El italiano se crece, pero Lorenzo no se achica, aunque hasta ahora los cuerpo a cuerpo que han protagonizado siempre han caído del mismo lado. El piloto de origen gallego le puede dar un susto en cualquier momento, pero hasta ahora el líder del mundial tiene recursos para cualquier situación. Ayer sin ir más lejos lo demostró. Lo que parecía que iba a ser una carrera en la que los cuatro favoritos se iban a jugar el triunfo, al final solo quedaron dos, los mismos que han animado el Mundial hasta ahora. Stoner llegó hasta donde pudo.
Espejismo del australiano
Luego su cuerpo dijo basta y su Ducati también. Daba la sensación que esta vez podía alcanzar con ciertas garantías el final de carrera. El australiano aguantó quince vueltas e incluso comandó la prueba con cierta solvencia tras adelantar a Rossi. Pero a partir del ecuador comenzó a dar síntomas de debilidad.
Pedrosa aprovechó otra vez una gran salida para meterse en la pelea, pero un par de avisos del neumático le hicieron dudar de sus posibilidades hasta el final. Y así se situó la carrera a falta de cinco giros para la conclusión, cuando empezó lo que iba a ser la batalla definitiva.

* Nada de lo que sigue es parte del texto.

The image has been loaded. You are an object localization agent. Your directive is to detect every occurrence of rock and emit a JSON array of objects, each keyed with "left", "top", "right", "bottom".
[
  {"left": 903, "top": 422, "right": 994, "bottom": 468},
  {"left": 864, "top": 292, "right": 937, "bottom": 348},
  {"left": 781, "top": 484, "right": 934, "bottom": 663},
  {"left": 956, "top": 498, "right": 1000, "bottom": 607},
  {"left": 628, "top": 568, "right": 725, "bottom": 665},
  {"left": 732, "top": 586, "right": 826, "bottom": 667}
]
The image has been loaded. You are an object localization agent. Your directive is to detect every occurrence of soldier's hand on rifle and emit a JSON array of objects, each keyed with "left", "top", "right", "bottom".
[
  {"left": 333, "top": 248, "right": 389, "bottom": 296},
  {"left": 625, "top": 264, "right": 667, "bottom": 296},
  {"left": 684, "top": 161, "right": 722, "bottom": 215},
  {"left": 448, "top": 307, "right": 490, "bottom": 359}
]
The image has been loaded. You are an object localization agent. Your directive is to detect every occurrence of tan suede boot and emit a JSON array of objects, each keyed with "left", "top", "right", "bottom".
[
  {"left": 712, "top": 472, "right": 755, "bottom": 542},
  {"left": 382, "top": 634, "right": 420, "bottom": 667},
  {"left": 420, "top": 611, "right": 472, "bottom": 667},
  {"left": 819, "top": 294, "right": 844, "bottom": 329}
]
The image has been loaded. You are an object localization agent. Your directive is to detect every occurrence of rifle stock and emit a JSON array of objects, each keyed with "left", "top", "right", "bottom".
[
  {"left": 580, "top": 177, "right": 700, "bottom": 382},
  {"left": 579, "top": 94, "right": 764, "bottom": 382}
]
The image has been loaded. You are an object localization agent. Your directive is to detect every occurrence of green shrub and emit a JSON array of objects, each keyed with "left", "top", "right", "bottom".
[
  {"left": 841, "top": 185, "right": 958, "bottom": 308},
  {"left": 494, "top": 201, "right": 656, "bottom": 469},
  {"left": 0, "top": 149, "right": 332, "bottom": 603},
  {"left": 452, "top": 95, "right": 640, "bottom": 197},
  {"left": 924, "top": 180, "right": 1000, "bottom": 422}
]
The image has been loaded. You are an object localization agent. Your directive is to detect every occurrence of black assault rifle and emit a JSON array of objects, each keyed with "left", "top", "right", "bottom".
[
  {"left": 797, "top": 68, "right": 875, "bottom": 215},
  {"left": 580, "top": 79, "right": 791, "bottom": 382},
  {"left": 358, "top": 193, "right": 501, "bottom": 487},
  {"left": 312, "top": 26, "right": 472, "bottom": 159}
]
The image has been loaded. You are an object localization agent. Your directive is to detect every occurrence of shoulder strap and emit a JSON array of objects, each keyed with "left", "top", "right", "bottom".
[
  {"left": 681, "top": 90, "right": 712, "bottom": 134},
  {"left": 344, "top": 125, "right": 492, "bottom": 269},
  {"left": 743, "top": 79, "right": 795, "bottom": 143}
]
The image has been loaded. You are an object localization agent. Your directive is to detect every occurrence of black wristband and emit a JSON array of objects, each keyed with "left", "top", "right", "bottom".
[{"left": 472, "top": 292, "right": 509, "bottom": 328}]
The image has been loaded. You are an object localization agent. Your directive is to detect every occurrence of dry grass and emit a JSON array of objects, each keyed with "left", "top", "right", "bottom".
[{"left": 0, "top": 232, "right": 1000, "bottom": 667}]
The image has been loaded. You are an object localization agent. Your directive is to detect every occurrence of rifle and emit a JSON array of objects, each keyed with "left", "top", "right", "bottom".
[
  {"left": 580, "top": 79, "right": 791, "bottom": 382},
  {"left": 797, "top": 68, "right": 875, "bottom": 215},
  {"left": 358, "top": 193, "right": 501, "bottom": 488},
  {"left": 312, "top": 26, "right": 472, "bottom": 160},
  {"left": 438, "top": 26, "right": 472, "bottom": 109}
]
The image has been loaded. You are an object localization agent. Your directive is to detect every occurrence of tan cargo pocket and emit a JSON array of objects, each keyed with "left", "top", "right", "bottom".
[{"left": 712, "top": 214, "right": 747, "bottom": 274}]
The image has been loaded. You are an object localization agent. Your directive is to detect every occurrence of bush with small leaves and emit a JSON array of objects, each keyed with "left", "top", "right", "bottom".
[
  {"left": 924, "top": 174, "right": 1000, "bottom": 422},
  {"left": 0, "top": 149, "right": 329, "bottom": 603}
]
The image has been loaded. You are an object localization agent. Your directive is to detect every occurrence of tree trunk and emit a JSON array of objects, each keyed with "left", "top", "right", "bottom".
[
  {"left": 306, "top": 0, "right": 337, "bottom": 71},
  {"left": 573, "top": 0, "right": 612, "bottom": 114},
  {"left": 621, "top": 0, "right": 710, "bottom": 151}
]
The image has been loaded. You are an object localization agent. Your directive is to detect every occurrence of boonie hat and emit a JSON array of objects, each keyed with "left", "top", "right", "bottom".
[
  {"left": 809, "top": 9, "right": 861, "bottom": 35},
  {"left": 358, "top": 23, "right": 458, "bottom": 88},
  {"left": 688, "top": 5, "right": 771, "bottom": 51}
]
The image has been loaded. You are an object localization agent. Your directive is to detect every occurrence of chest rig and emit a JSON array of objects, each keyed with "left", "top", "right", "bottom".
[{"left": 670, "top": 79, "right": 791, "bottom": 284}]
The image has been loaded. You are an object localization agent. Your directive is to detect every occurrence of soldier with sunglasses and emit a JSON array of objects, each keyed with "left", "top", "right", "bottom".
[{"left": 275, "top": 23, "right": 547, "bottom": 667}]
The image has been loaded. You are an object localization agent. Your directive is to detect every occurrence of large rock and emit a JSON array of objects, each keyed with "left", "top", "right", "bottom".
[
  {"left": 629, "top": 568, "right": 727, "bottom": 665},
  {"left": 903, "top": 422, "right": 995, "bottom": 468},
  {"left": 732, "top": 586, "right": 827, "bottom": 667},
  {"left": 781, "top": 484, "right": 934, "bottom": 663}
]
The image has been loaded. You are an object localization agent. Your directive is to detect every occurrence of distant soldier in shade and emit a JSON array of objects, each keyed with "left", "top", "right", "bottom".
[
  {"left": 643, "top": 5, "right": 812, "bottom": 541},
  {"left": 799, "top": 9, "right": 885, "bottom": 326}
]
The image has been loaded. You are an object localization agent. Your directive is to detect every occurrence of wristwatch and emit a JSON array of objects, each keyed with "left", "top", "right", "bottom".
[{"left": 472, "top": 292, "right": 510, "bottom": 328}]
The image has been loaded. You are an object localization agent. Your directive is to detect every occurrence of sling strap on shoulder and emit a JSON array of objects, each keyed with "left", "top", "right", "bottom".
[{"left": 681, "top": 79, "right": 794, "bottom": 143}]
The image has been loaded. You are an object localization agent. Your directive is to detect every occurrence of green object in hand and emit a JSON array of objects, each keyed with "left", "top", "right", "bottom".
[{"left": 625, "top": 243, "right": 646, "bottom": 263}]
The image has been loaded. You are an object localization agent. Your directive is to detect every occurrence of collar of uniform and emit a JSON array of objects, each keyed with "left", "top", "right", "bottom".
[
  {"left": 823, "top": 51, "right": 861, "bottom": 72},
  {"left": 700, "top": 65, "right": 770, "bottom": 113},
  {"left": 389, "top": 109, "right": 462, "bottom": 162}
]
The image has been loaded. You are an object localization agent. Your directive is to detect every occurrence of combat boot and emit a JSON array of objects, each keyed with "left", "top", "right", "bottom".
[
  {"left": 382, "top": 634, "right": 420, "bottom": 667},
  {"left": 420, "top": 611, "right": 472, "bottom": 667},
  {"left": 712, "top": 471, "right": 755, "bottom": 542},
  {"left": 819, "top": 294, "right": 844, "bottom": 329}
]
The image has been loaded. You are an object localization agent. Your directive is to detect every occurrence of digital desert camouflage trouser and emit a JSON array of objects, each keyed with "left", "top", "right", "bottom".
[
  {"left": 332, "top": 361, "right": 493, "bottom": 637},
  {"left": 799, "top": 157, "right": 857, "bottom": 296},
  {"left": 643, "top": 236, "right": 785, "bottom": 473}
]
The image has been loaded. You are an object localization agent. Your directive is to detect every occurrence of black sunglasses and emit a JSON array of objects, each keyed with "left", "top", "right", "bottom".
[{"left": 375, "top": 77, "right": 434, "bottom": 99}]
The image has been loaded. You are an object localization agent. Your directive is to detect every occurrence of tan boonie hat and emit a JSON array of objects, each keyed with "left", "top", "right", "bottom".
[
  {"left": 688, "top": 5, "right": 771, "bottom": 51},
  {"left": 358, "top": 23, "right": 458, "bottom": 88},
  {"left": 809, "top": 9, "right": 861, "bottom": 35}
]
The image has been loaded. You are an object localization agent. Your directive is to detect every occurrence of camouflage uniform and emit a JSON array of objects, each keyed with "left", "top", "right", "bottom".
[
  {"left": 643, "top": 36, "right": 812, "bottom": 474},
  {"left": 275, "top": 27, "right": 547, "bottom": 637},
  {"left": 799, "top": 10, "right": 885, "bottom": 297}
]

Al final de recta de meta, Lorenzo adelantó a Rossi y se colocó primero, mientras que Pedrosa, con récord del circuito incluido, hizo lo propio con Stoner y se puso tercero. La carrera estaba abierta.
Lorenzo y Rossi se quedaron solos. El español trató de irse, pero el italiano no perdió rueda. Estudió a su adversario. Sabía que en un circuito donde solo hay dos zonas para adelantar iba a tener su oportunidad. Y la aprovechó a falta de dos vueltas. Luego era consciente de que tenía que soportar la presión de su rival, y en situaciones así Rossi se mueve como pez en el agua.